Three more chapters of my data architecture book are available!
As I have mentioned in a prior blog post, I have been writing a data architecture book, which I started last November. The title of the book is “Deciphering Data Architectures: Choosing Between a Modern Data Warehouse, Data Fabric, Data Lakehouse, and Data Mesh” and it is being published by O’Reilly.
There are now five chapters and the preface available in their Early Release program:
- Big Data
- Types of Data Architectures
- The Architecture Design Session
- The Relational Data Warehouse
- Data Lake
It’s 80 printed pages. Check it out here! You can expect to see two additional chapters appear each month. This is a great way to start reading the book without having to wait until the entire book is done. Note you have to have an O’Reilly subscription to access it, or start a free 10-day trial. The site has the release date for the full book as May 2024, but I’m expecting it to be available by the end of this year. Please send me any feedback on the book to jamesserra3@gmail.com. Would love to hear what you think!

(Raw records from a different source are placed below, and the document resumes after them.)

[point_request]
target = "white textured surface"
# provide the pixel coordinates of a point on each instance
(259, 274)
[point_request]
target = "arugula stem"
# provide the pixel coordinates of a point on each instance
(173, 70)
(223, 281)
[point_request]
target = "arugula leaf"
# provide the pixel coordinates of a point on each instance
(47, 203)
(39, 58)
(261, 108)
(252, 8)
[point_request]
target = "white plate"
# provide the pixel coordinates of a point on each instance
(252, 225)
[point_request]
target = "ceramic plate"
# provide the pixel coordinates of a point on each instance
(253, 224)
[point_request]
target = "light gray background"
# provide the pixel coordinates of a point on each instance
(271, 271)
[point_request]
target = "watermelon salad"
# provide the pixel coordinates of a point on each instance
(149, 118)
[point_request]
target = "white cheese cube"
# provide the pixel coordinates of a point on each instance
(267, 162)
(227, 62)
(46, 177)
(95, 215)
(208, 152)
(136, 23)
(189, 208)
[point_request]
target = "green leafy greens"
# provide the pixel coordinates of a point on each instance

Data lake chapter looks as copy paste from dozen already available at Oreilly books. At first paragraph you defining Data Lake as schema-on-read, but for Presentation (Gold) data layer define “data that has been transformed into a specific schema for use in reporting tools”.
So, same as in dozens other books there are no explanation why “schema-on-read” if almost all Data Lake users will work with Presentation data layer, where schema will be predefined.
I greatly appreciate the feedback! I certainly did not copy-and-paste from other Oreilly books, rather it came from my own blogs and experiences. Your point on the presentation layer confusion is spot on and I will update that chapter to make that more clear. Thanks for pointing that out!